“Yous come on now, eh?” he said gently, regarding Tom with an anxious expression of countenance.

“Well, well,” replied our hero, getting up with a sort of desperate energy, “let’s push on; I can at all events walk till my legs refuse to carry me, and then it will not be I who shall have given in, but the legs!—eh, Mafuta?”

Smiling languidly at this conceit, Tom walked on, almost mechanically, for nearly twenty miles that day, with scarcely any shelter from the sun.

At night he reached a native village, the chief of which considerately let him rest in an old hut. When Tom flung himself down in a corner of this, he felt so ill that he called his servant and bade him fetch the package which contained his slender stock of medicine.

“Open it, Mafuta, and let’s see what we have left. I’m resolved to make some change in myself for better or worse, if I should have to eat up the whole affair. Better be poisoned at once than die by inches in this way.”
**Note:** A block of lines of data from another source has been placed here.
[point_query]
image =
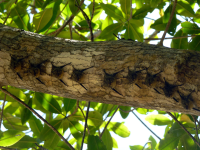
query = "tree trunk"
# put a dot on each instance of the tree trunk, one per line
(120, 72)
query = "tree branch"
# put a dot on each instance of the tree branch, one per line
(2, 109)
(146, 126)
(33, 111)
(108, 122)
(168, 24)
(66, 23)
(184, 128)
(88, 107)
(87, 19)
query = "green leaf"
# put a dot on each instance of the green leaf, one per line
(97, 12)
(119, 129)
(26, 113)
(172, 138)
(73, 7)
(197, 16)
(66, 35)
(48, 102)
(153, 142)
(190, 28)
(2, 7)
(106, 22)
(47, 131)
(159, 25)
(107, 33)
(195, 44)
(104, 108)
(10, 137)
(18, 93)
(142, 12)
(126, 7)
(167, 14)
(12, 122)
(11, 107)
(62, 146)
(83, 26)
(20, 15)
(181, 43)
(133, 31)
(184, 8)
(25, 142)
(56, 9)
(94, 117)
(122, 113)
(136, 147)
(49, 136)
(35, 125)
(113, 11)
(142, 111)
(68, 104)
(95, 143)
(107, 140)
(76, 130)
(41, 19)
(187, 143)
(114, 143)
(158, 119)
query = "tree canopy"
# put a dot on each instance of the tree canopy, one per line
(82, 20)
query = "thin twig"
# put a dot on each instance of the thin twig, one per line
(9, 14)
(70, 31)
(6, 18)
(152, 36)
(146, 144)
(4, 101)
(66, 23)
(9, 121)
(196, 127)
(83, 117)
(77, 105)
(146, 126)
(184, 128)
(131, 11)
(168, 24)
(1, 147)
(33, 111)
(108, 122)
(92, 10)
(87, 19)
(109, 112)
(178, 37)
(56, 19)
(126, 110)
(85, 125)
(68, 136)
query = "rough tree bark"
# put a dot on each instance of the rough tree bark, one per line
(117, 72)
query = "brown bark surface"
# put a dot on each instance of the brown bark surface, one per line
(117, 72)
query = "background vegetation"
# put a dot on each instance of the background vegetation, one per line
(80, 20)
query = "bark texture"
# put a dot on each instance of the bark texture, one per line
(117, 72)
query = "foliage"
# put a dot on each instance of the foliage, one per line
(45, 17)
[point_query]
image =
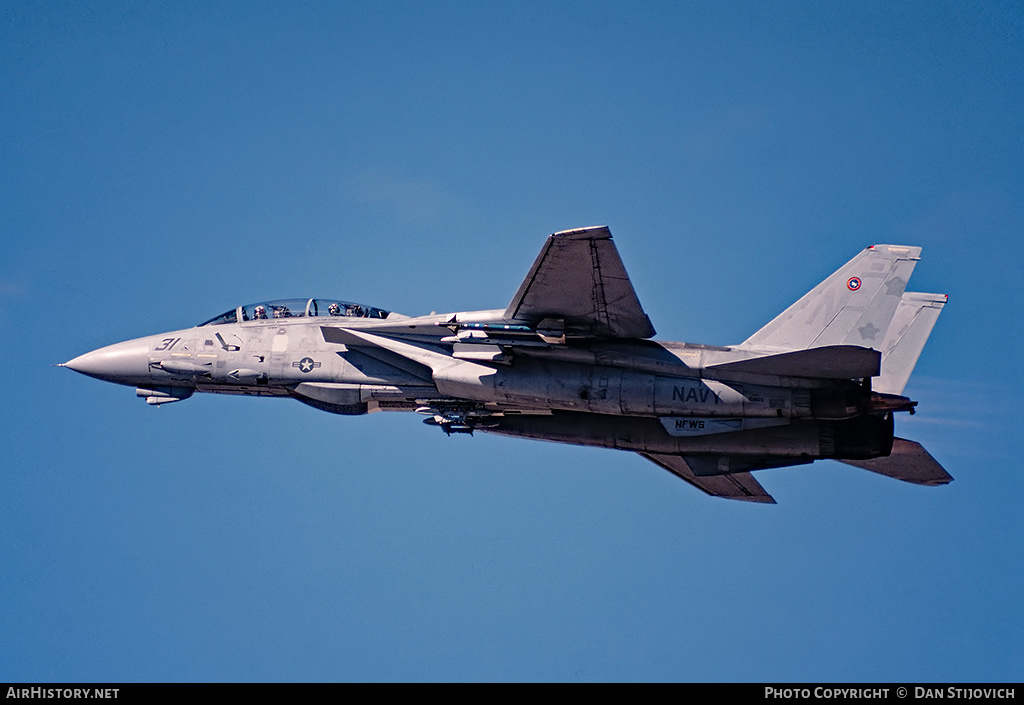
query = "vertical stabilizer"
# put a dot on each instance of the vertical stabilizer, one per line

“No more kineen,” said the Caffre, as he kneeled by his master’s side, turning over the papers and bottles.

“No more quinine,” repeated Tom sadly; “no more life, that means.”

“Not’ing more bot tree imuttics, an’ small drop ludnum,” said Mafuta.

“Three emetics,” said Tom, “and some laudanum; come, I’ll try these. Mix the whole of ’em in a can, and be quick, like a good fellow; I’ll have one good jorum whatever happens.”

“Bot yous vil bost,” said Mafuta remonstratively.